I quit my job last week. I didn’t know for sure if I was going to do it, but at the end of my shift I told the owner I needed to put in my notice. The restaurant business is a different one; a soap opera filled with drama and gossip amid mundane chores and a strict position of cool, appearing like nothing ever surprises you. The whole thing has left me quite tired.
I started serving about nine months ago, walking into the place I felt a nudge to work there even though I hadn’t waited tables in 25 years. Financially we didn’t need for me to work, so money was not a motivator for me; I was simply excited about the new business, and wanted to be a part of something as it was taking off.
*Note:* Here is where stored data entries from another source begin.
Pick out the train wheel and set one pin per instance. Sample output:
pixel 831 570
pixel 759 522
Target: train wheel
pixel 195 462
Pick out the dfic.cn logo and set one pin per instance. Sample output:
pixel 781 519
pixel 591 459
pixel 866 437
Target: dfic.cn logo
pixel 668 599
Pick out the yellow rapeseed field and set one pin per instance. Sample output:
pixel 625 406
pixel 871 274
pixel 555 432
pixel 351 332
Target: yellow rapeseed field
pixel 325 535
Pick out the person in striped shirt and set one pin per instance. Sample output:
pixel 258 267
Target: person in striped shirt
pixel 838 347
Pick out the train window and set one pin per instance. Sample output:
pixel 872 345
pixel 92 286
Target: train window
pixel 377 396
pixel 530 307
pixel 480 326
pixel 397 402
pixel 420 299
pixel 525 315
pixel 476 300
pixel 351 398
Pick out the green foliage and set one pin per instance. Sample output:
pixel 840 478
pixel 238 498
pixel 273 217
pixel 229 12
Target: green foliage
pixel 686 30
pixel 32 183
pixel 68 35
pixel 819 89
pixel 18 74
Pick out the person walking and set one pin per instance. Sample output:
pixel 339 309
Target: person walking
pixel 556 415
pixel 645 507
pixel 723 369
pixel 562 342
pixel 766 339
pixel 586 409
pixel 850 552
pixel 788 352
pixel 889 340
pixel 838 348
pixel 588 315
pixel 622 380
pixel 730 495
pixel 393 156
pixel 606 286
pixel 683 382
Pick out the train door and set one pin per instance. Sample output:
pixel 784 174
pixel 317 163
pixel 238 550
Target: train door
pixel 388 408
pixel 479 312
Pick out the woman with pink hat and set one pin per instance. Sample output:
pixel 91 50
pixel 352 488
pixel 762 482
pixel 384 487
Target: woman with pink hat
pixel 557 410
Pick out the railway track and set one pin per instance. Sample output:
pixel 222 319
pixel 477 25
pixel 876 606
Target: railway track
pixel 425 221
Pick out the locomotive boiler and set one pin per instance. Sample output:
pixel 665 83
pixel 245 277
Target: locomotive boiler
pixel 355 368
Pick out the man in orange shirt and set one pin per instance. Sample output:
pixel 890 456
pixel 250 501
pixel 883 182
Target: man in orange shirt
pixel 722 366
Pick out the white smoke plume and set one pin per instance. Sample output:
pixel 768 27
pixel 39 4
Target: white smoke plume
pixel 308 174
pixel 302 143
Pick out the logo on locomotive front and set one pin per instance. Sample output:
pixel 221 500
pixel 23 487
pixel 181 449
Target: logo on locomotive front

I learned a lot while I was there, but here are four major takeaways:
In most states, servers make $2.10 per hour. That is four cents more per hour than I made as a server in the 80’s! It’s not easy to place your income potential into the hands of strangers. In many instances it felt like the level of service given did not matter, most people seem to have an amount in mind to leave on a table. This was proven when repeat customers would come in, and tip the same amount no matter the size of the party or tab. Believe me, servers remember.
Restaurant work is very physical, hauling large containers of ice, glasses and silverware. I wore a pedometer each day and rarely walked fewer than 10,000 steps in a shift. I could gauge the busyness of a shift by the number of steps taken that day and was often sore the next morning from the physical labor.
If you are dining at an expensive restaurant, there is a very good chance your server has tasted little to none of the food you are considering. Unless there was a mistake in the kitchen, the food is out of reach financially.
The mindset of those working in the service industry reminds me of gamblers. Although this isn’t the best way to make money, sometimes you have a big day and it keeps you coming back. Whenever I suggested a different type of work with a steady paycheck and benefits I would be dismissed, like it was a ridiculous idea. The industry itself is actually quite small, with workers moving from one restaurant to another. Most of the people I worked with had worked for numerous restaurants throughout the city, searching for the biggest payoff.
I’m not sure what I expected to gain by working in a restaurant again, I know I shocked quite a few people by taking the job, and that was fun! I learned a great deal and met many people that I don’t believe I would have had the opportunity to know otherwise. I saw up close and personal the daily struggle to make ends meet and I see the people of this industry now, rather than simply viewing them with entitlement. In the words of a co-worker on my first day on the job: only a fool would work in this business if they didn’t have to.